Many commercially successful writers have developed or discovered a formula. A new book is a matter of changing little bits and pieces in a proven format. It’s an almost paint-by-numbers approach.  Many writers have invented a product by doing this. They can teach others how to make it. But the Patterson principle lends itself to the next stage:  Co-writers, schmo-writers… who needs them? The real fun is yet to begin.

But, let me digress a moment.  I’m home a lot.  And I am in the demographic that is highly prized by telemarketers. Old and, according to some marketing folks, more easily fooled. I get the irritating phone calls sometimes four or five times a day. I’ve won a free trip on a riverboat.   Or there’s a problem with my credit card I’m told by an official at some obscure security company. Someone else wants to talk to me about my mortgage. I don’t own a home.  Workers are in my neighborhood, I’m told. They are willing to clean out my heating vents on the cheap. I don’t have vents. I’ve always felt sorry for the individual telemarketers, many selling marginal products or services or maybe not even marginal. I’m not nice to them. I should be.  They are a dying breed.  The sad truth for those who staff the phones, their employers no longer need live employees to disrupt my nap or interrupt a shower with their scams.

“Hello,” I said.

A lovely woman’s voice says, “I’ve finally reached you.  You are hard to find.” She laughs.  She has a lovely laugh.

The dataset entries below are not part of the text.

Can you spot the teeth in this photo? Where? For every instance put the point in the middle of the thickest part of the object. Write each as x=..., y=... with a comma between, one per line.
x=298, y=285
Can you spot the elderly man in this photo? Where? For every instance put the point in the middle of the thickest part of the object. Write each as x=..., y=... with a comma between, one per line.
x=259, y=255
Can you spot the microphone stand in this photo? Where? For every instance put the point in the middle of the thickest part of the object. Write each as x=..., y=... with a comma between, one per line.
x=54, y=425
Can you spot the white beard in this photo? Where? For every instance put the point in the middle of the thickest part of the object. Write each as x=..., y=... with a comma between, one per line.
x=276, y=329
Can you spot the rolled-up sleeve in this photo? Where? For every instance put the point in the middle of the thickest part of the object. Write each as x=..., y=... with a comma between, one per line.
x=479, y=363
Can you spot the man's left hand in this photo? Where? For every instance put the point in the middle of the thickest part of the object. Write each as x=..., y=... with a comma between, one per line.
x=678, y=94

I am? I thought. I’ve had the same phone number, same address, and the same email for 25 years. I’ve got FB, a blog, and a web site.  I may be many things, but I’m not difficult to find. Good God, woman, I’m even googleable.

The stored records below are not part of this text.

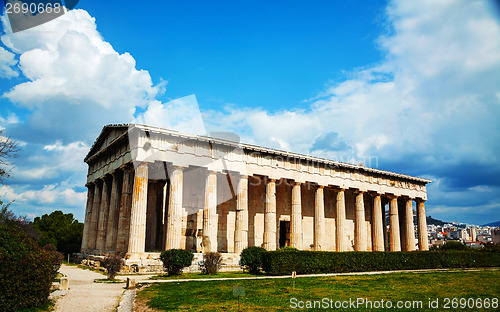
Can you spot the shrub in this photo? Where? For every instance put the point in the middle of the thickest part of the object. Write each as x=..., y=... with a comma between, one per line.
x=310, y=262
x=174, y=260
x=288, y=248
x=113, y=264
x=212, y=262
x=453, y=245
x=57, y=258
x=251, y=259
x=26, y=271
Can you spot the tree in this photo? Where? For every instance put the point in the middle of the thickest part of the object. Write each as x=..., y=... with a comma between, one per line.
x=174, y=260
x=252, y=258
x=212, y=262
x=26, y=271
x=8, y=149
x=61, y=230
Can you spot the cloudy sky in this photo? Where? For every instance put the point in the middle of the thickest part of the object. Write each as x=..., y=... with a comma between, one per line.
x=406, y=86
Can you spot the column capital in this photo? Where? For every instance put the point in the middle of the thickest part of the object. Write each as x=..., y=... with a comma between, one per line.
x=268, y=179
x=116, y=172
x=391, y=196
x=176, y=167
x=419, y=200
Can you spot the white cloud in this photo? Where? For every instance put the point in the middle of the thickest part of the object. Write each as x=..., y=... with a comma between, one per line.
x=181, y=114
x=435, y=93
x=7, y=64
x=53, y=194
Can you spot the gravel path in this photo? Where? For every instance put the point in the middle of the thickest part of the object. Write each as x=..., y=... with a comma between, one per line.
x=85, y=295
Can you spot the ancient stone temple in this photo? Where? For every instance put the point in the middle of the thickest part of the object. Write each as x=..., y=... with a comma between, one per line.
x=152, y=189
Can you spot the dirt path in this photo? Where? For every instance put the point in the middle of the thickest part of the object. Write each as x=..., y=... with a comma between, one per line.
x=85, y=295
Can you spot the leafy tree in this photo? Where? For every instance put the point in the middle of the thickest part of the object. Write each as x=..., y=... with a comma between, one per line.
x=61, y=230
x=252, y=258
x=26, y=271
x=8, y=149
x=174, y=260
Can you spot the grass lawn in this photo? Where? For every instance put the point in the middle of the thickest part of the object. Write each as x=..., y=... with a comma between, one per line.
x=276, y=294
x=202, y=276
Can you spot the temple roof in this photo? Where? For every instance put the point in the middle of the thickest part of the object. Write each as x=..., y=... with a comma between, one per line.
x=106, y=131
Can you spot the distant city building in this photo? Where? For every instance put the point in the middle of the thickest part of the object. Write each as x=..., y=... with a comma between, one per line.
x=152, y=189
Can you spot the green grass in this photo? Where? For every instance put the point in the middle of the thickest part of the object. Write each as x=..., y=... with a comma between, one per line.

While I’m thinking, she politely asks how I am? So warm.  I’m embarrassed.  I don’t recognize her lovely voice, but I feel I ought to.

“I’m sorry, who is this?” I finally ask.

“Sarah,” she said.  “I hope this is a good time to talk.”

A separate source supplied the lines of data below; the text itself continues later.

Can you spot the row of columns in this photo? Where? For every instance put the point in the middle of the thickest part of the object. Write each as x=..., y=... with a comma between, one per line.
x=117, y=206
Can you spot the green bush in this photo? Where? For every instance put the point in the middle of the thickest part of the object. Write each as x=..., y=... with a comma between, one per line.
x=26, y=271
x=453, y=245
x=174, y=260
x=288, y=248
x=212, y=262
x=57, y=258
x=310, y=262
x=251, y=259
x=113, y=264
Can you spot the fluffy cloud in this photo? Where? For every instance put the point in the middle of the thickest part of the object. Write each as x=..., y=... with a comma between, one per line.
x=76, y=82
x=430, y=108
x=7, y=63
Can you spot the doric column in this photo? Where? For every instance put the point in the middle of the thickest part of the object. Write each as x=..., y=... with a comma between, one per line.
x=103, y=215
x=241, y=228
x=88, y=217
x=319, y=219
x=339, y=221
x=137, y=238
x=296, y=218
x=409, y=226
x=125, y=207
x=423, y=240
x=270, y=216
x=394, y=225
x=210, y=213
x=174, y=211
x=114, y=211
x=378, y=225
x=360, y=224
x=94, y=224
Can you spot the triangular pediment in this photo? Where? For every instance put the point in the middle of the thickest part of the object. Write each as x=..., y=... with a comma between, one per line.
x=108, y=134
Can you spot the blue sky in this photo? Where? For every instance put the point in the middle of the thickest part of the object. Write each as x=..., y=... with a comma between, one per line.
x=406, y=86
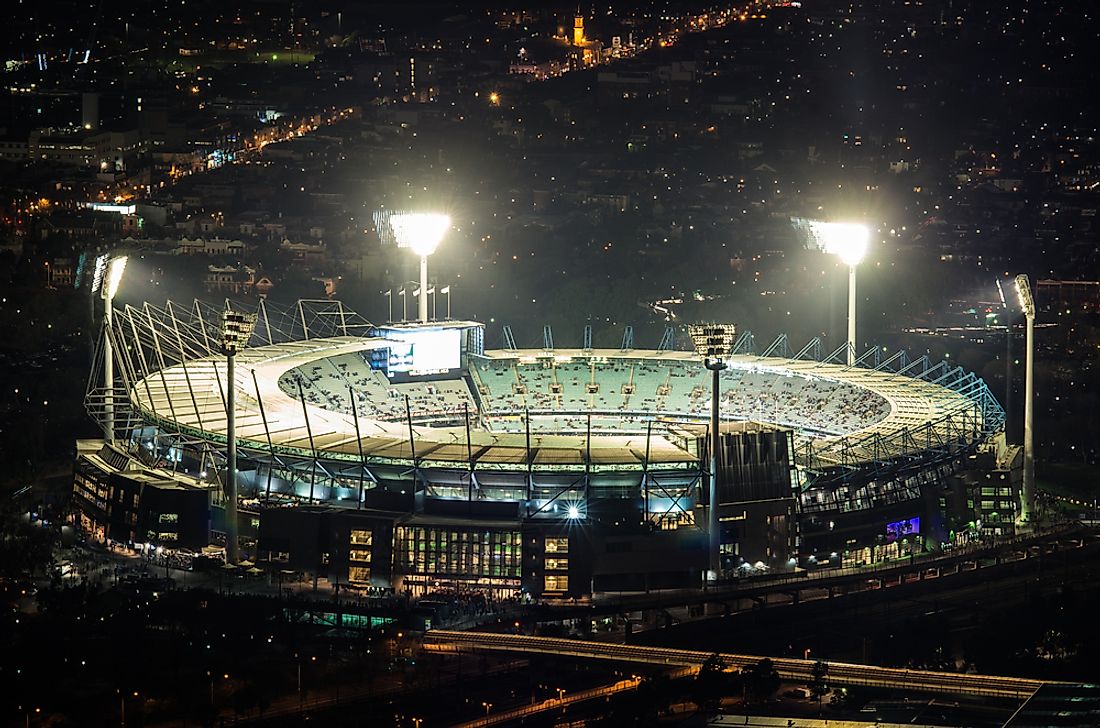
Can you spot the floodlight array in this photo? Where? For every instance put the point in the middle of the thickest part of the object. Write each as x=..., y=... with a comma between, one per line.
x=713, y=340
x=237, y=329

Her voice is just a little too good, and the timing seems to be a little off.

“Are you real?” I ask.

“What do you mean?” She laughs. She is amused, it seems.

“You don’t sound real,” I said.

“I am real,” she said.

She wasn’t. It didn’t take much to take the early-stage replicant beyond her capacity to respond. She was merely a series of recorded sentences, strung together in ways to correlate to predictable callee responses through voice recognition software.   This technology, of course, is already at work on car computers, telephone tree responses, smart phones. Human to human interaction is declining. We all know that.

HAL
The digital revolution isn’t all bad. I prefer email to telephones, for the most part. I am my own administrative assistant now.  I like ATMs, and am my own bank teller.  After we learned to pump our own gas, supermarkets decided we could bag and check out our own groceries. The dehumanizing continues. Taxi cab companies don’t need dispatchers and, soon, it appears, they won’t need drivers. We will summon a driverless car with our smart phone. Amazon is testing drone delivery of products. Human labor is expensive.

Now, I’m about to de-digress. A few days ago, electronic information writer Shelley Podolny wrote a piece in The New York Times in which paragraphs from two sport stories, one written by a human and another by a machine (algorithms), were juxtaposed. I couldn’t tell which was written by whom (or by which). But it’s not just robojournalism.  With powerful search engines, and continually refined artificial intelligence, what can’t be written by HAL or Watson? What most of us don’t know, Podolny says, is a bunch of it already is. A French business school has 100,000 such algorithmically written books available now on Amazon, she says.
Watson

Life is change. Change or die. Of course you’re going to die anyway. But until that happens, let’s figure out how this might work.  Let’s take the next step.  Patterson doesn’t really need a human writing partner. Humans are so inefficient.  They have to eat and sleep. They have health problems, want vacations, naps.  Jeez.  So inefficient.  Just feed the machine some variable data, select a genre, a style and push a button.  A book.  You now have the next blockbuster by that prolific author, Ignatious Benedict MacGoogle.

Who needs Patterson? Maybe you’ve never been able to write a thank you note, but with the right software, you can write your own damn novel or create a blend of your favorite mysteries – Murder on the Maltese Express or Farewell, My Godfather, or The Silence of the Mockingbirds.



1 comment:

Teri-on-the-sandbar said...

For whom do robowriters write? Roboreaders? While waiting for Silence of the Mockingbirds to hit the shelves, you've given us much to think about. These are not pretty thoughts. I am reminded of a question Eliz asked me once: What will we all do when computers do all the writing? Hmmmmm. I'm also reminded of how much fun it is to watch your mind work! Wow.